We find ourselves once more at the cusp of a global health crisis so to dispel ignorance and fear even an inadequate translation gives us hope.
I suppose the saying “there is always a silver lining to the darkest clouds” gives us a hint of where the Chinese word ‘crisis’ was heading. Unfortunately, those who echo the sentiment that a crisis always hides an opportunity rarely identify a single example.
Possibly China has an opportunity to ban all wildlife trade and clean up its dirty markets that experts say are a fertile breeding ground for SARS and other deadly viruses. That would be a positive takeaway for a crisis.
There’s talk that the Chinese government will no longer allow food markets to coexist next to wildlife trade markets and if China takes the lead and bans wildlife trading outright as a result of the latest public health crisis, then we could say it grasped an opportunity that bodes well for humanity and the planet.
As for other opportunities, I am not sure what good news optimistic travel executives have up their sleeves. For the thousands struggling with quarantine restrictions or under hospital care and the families of those who died, the cliche is meaningless.
What we do know is the Novel Coronavirus is not going away any time soon and considering the SARS crisis lasted from November 2002 to July 2003, tourism could face a slowdown on an unprecedented scale as the year progresses.
While the death rate at 2% is lower than SARS (9.6%), the spread is faster with substantially more cases than SARS in a much shorter period.
There are disturbing facts that suggest this virus will exert a high penalty on Asia’s economies.
Macau closed all of its casinos for at least two weeks, effective last Tuesday and more than 46 airlines dropped services to Mainland China.
Two cruise ships are quarantined one in Hong Kong and the other in Japan. What was billed as sail through paradise turned into a stop in purgatory for the 5,300 passengers stranded on the vessels.

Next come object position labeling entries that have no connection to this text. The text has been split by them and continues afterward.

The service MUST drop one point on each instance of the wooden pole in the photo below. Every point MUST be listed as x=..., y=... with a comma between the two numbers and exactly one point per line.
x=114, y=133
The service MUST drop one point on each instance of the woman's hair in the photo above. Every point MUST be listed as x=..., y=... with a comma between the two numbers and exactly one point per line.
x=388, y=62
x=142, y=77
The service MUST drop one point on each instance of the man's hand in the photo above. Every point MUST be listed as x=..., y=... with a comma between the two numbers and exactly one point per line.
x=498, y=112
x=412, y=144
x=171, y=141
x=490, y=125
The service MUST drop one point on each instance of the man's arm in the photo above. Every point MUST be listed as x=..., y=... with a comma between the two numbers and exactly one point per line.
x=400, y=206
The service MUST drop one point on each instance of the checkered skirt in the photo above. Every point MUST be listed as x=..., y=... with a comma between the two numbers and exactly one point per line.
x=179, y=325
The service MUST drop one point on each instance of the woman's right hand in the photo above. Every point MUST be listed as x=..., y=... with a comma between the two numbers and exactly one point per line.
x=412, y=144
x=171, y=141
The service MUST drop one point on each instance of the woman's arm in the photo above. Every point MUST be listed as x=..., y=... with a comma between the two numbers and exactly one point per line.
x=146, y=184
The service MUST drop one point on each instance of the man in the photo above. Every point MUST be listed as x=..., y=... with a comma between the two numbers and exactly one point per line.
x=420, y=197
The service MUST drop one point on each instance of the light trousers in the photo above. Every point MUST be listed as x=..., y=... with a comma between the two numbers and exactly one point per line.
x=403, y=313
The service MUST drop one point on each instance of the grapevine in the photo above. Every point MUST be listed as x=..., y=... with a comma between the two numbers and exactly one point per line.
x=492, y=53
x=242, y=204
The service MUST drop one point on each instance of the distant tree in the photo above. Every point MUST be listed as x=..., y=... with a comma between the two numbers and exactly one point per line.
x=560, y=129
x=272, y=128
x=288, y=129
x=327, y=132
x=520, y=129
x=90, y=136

Countries across Asia are closing their borders to Chinese tourists and travellers with a history of making recent visits to Mainland China are banned or quarantined.
Events lined up this month and in March are cancelling or moving to new dates.
TTG Media’s popular IT&CM in Shanghai scheduled for March moves to August, while the NATAS Travel Show in Singapore just two weeks away has postponed the event to the first week of May. Others will follow.
Meetings are possibly the most vulnerable in the short-term. However, if the virus continues to escalate at the current rate, leisure trip bookings and airline travel will also decline.
Are there are opportunities to shine in the face of a disaster? Possibly if the travel industry concentrates on duty-of-care and introducing and fully supporting measures that make travel safer from a public health perspective. Lessons learned during the SARS crisis are now serving countries well. They are better prepared to tackle a global health crisis and ultimately like the SARS crisis, the Novel Coronavirus will be defeated as long as we put health first well ahead of the economy and business considerations.